Consistent Storage Proposal (SLE-12-SP4 / yast2-storage-old)

We fixed a bug where the behavior was inconsistent if you switched the storage proposal between partition-based and LVM-based / encrypted LVM-based: bsc#1085169.

The behavior was pretty irritating: Initially, it would propose to create a separate “/home” partition, but when you changed the proposal parameters and simply kept that checkbox “[x] separate /home” checked, it would complain that with the current settings a separate “/home” was not possible.

The two code paths did the calculations differently: One accounted for the other partitions that were also proposed like “swap” and “boot” (or “PrEP” or “/efi-boot”), the other did not. We unified that as much as reasonably possible without breaking things, but since calculating when and how to use any boot partitions is quite complex in that ~~old~~ legacy storage stack, we did not go all the way; boot partitions are pretty small, so their size matters only in very pathological fringe cases. We try not to overengineer things, in particular not with the 4th service pack for a business product.

More details in the pull request with the fix.

The Partitioner looks to the future

We have blogged a lot about Storage-NG and the possibilities and features it will bring to the users. But a significant part of its power remain dormant under the surface because we decided to clone the user interface and the functionality of the classical YaST Partitioner for the deadline marked by SLE 15 (and Leap 15.0). But now we are finally able to start exposing those long-awaited features and to bring new ones for the current Tumbleweed and for the future SLE-15-SP1 and Leap 15.1.

The user interface of the Partitioner is already rather packed with functionality, but we want to avoid a too disruptive redesign. So it was time to some pen and paper sessions, trying to find and draw a good way to add exciting new stuff to the Partitioner, including all of the following:

Allow entire disks (no partition table) to be added as members of a software MD RAID.
Manage (create, modify and delete) partitions within a software MD RAID device.
Make possible to format an entire disk (no partition table) and/or define a mount point for it (just as we do with partitions or LVM logical volumes).
Manage Bcache so the user can set and configure which devices will be used to speed up others.

As usual, we consulted some UI experts in the process and the result is this first version of a document, which summarizes how to incorporate all that to the Partitioner, including some alternatives we are considering for the near future.

That document will become the cornerstone of future developments. Sometimes you need to spend a sprint doing other stuff (like researching and documenting) before you can go ahead with writing code.

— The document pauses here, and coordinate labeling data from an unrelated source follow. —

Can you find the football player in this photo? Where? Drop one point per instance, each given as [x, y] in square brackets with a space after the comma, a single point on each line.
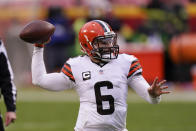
[101, 79]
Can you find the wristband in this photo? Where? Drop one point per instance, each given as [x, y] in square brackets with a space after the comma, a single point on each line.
[39, 45]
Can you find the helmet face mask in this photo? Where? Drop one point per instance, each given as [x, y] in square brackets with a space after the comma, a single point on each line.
[98, 41]
[105, 48]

Partitioner: full disks as members of a software MD RAID

The first of the features described in the previous document is already available for Tumbleweed users (or it will be as soon as the integration process concludes) and, thus, ready for the upcoming releases of SLE and Leap. Now the Partitioner offers full disks as “Available Devices” in the RAID screen, following the criteria and considerations explained at the document.

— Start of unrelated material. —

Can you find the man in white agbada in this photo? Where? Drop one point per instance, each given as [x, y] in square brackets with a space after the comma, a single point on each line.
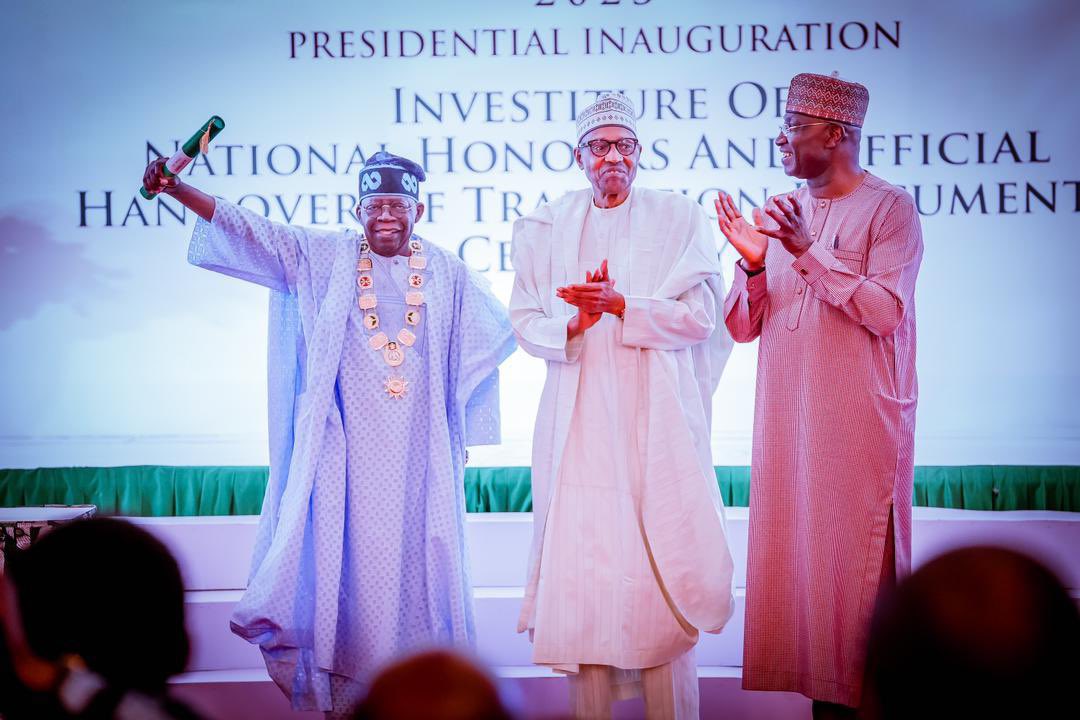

That brings even more ways of combining devices together (disks, partitions, software RAIDs, you name it) to create a storage setup. As a result, we decided it was important to explain the situation when some combinations are not possible right away, likely because they need some previous step. Which brings us to…

Partitioner: more specific errors when a device is in use

In general, most of the checks already present in the Partitioner were already able to correctly handle situations in which the disk was a direct member of an MD RAID or an LVM volume group. But the message about the device being in use was not informative enough.

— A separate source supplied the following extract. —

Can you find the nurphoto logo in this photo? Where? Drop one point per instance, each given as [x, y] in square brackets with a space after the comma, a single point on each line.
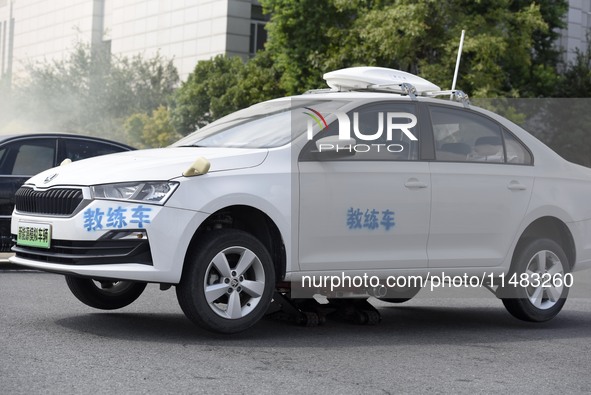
[348, 136]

Now the message includes the name of the device that is making the operation impossible (it’s usually one, but there are corner cases in which it can be more than one), so the user has some clue about how to fix it.

Partitioner: improved creation of partition table

One part of the Partitioner that was specially bad at explaining the current situation and the possible consequences was the workflow of “Create New Partition Table”, which also used to exhibit a behavior quite inconsistent with the rest of the Partitioner actions.

In SLE-15 and openSUSE Leap 15.0, the “Create New Partition Table” button immediately presents a form to select the partition table type in case the device supports more than one.

And after the user selects one type it always shows a warning about all kind of devices to be destroyed, no matter if some device is really affected or not.

Even better, if only one partition table type is possible, it still shows the form but with no question. So creating a partition table in a completely empty DASD device result in a misleading warning (nothing is going to be destroyed) on top of an empty wizard.

So the whole action was reimplemented to display the warning only if some devices are indeed going to be affected (including the list of affected devices) and to display that warning as soon as the user clicks the button (as any other Partitioner action).

As seen in the screenshot, the check handles correctly situations in which the disk as a whole (no partitions) is part of an MD RAID or an LVM setup. And, of course, there are no empty wizard steps in the case of DASD or nothing like that. Now the workflow works in the expected way on each situation.

In short, the Storage-NG Partitioner is moving away, step by step, from being a 1:1 clone of the historical Partitioner to offer more functionality and usability. And there are more improvements to come in that area.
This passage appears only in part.